Thoreau moved into the woods because he believed that the majority of the American society was living in a style that he did not agree with. He chose his own duty, followed his calling, and persisted with his experiment even when people tried to dissuade him.
He performed the most minimal amount of work necessary for himself to survive, and he was not bound to a job, or to his estate, or to any material possessions or desires. He lived as one with nature until he discovered a more natural state of human existence, becoming nature himself.
He chose his life as that of inaction, rather than a life of perpetual servitude. How different from our society of perpetual lack! We crave and crave in spite of having everything!
As you rightly understand, even in trading it is not more knowledge that helps, it is doing the duty that needs to be done that sets us apart.
An excerpt from Walden, where Thoreau is by the lake, like you, contemplating :-)
"This is a delicious evening, when the whole body is one sense, and imbibes delight through every pore. I go and come with a strange liberty in Nature, a part of herself. As I walk along the stony shore of the pond in my shirt-sleeves, though it is cool as well as cloudy and windy, and I see nothing special to attract me, all the elements are unusually congenial to me. The bullfrogs trump to usher in the night, and the note of the whip-poor-will is borne on the rippling wind from over the water. Sympathy with the fluttering alder and poplar leaves almost takes away my breath; yet, like the lake, my serenity is rippled but not ruffled. These small waves raised by the evening wind are as remote from storm as the smooth reflecting surface. Though it is now dark, the mind still blows and roars in the wood, the waves still dash, and some creatures lull the rest with their notes. The repose is never complete."

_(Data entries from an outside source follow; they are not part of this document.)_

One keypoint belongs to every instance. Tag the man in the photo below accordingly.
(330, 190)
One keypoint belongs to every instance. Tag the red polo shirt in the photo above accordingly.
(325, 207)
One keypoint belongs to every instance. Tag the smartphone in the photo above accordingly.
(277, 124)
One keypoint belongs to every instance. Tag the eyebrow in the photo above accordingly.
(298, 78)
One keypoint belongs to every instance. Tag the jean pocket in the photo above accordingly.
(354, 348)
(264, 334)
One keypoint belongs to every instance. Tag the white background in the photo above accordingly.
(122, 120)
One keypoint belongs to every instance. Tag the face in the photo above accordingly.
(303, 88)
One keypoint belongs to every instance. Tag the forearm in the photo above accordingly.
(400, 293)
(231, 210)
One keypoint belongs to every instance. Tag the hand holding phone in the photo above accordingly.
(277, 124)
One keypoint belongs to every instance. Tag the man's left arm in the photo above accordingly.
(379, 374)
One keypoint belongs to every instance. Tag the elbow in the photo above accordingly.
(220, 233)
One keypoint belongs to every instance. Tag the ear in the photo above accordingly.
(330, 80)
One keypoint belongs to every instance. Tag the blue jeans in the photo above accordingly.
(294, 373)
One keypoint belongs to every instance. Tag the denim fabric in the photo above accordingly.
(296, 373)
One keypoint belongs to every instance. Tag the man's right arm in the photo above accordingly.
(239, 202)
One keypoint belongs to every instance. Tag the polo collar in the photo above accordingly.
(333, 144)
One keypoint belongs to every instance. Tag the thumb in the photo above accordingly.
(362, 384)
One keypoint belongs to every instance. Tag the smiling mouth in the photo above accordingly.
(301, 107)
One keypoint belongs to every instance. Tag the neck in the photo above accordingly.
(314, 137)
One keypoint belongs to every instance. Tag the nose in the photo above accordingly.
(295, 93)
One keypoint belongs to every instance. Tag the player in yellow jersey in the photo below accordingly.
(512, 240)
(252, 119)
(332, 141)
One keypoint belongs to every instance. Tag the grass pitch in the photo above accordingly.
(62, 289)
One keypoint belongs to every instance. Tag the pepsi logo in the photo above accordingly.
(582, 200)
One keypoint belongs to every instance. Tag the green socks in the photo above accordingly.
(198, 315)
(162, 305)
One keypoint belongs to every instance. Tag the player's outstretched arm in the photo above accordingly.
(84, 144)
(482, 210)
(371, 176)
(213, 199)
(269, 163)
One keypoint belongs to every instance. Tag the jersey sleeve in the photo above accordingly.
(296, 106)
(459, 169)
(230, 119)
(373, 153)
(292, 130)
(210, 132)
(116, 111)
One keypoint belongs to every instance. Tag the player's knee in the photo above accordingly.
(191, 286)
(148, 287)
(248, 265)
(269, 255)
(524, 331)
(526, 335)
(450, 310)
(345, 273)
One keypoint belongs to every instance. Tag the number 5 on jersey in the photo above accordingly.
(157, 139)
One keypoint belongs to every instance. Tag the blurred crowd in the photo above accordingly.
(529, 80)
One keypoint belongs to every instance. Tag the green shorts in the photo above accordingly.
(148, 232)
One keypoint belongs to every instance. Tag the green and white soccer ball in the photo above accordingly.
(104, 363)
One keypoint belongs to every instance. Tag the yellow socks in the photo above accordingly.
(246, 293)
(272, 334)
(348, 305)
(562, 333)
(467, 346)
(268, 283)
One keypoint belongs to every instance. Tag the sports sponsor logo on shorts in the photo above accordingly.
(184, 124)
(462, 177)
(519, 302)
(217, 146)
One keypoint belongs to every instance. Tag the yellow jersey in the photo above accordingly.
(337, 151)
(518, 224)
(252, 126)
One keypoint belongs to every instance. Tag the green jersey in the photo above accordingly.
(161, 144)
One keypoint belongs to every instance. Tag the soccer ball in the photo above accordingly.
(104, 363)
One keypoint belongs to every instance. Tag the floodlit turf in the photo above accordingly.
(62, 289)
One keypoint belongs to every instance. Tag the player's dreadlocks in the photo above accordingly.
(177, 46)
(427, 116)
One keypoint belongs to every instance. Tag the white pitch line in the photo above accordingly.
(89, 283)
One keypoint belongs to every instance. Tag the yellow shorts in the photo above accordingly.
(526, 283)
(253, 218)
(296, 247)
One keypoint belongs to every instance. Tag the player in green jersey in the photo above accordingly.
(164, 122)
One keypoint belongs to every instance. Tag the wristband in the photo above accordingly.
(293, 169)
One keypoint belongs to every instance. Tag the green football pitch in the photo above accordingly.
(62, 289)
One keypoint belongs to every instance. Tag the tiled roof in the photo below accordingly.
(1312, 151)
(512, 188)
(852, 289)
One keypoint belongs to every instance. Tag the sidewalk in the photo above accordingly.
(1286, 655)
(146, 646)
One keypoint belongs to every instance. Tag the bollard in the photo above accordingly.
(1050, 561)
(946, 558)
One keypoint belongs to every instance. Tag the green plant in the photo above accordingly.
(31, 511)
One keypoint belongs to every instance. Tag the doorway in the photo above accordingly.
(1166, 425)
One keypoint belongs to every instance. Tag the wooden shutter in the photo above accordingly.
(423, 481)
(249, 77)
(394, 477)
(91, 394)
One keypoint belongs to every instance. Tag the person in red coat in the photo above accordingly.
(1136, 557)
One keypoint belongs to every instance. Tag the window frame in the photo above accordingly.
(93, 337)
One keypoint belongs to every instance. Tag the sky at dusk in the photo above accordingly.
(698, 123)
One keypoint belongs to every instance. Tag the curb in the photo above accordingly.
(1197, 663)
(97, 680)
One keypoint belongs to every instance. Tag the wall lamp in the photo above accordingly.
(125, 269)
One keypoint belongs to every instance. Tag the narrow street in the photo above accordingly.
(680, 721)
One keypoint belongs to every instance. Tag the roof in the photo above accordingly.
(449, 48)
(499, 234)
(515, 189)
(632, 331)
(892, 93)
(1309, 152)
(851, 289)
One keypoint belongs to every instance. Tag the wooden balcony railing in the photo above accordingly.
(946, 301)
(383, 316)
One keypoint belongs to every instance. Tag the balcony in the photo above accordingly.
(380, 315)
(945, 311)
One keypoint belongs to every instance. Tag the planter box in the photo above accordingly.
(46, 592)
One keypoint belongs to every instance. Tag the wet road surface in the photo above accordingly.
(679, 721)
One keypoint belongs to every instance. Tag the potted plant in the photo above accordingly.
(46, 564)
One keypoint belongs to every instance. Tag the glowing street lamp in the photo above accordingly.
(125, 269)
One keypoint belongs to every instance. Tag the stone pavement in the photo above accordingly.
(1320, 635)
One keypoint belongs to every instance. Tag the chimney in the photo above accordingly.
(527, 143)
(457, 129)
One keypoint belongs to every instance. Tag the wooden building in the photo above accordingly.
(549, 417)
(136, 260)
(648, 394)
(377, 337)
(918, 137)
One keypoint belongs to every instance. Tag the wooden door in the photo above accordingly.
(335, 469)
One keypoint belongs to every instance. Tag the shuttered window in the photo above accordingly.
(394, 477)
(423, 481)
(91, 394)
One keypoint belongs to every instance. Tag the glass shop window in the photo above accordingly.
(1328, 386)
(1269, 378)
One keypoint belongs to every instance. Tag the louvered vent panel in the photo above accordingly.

I went throuh my trades for the past two days, and it has helped me answer my own recent question about "what is overtrading?". Between the one day loss, second day gain, and the commission costs of the two, I am basically flat for the week.
Overtrading = when commission costs significantly impact trading profits.
Will the bracket hold around 92, or is 90 up next? That area will define my approach today.
I really liked my email from The ReThink Group this morning. That has been my experience as well. I tell my wife all the time, that trading is a pursuit of self-awareness above all else.
"Twice in the past month, two very successful traders - one a bank desk head and the other a proprietary firm partner and head trader - said the same thing. Paraphrasing but getting the essence "You know Denise, in reality trading is at its core a self development exercise".
Of course they are right. There is nothing else like the markets that can so effectively deliver the equivalent of a Rorschach ink-blot insight into one's central perceptual and behavioral patterns. Naturally we project our expectations onto what the price is about to do - and about to do to us. We can't argue with it, cajole it or in any way influence it. That leaves us to explain its treatment of us according to how we have historically expected to be treated.
Are we by nature shy? Outgoing? Gregarious? ... It might look like a numbers game but those personality traits will find their way into our relationship - and yes it is in fact a relationship - with the market.
If we are shy, we might expect it to embarrass us. If we are outgoing, we might expect to be able to influence it with our charm. Of course we rarely CONSCIOUSLY realize we feel this way.
And in that reality, is a new edge. Becoming conscious of these unrelated expectations - and dealing with them through feeling and describing them - gives us a psychological edge over everyone who is just reacting."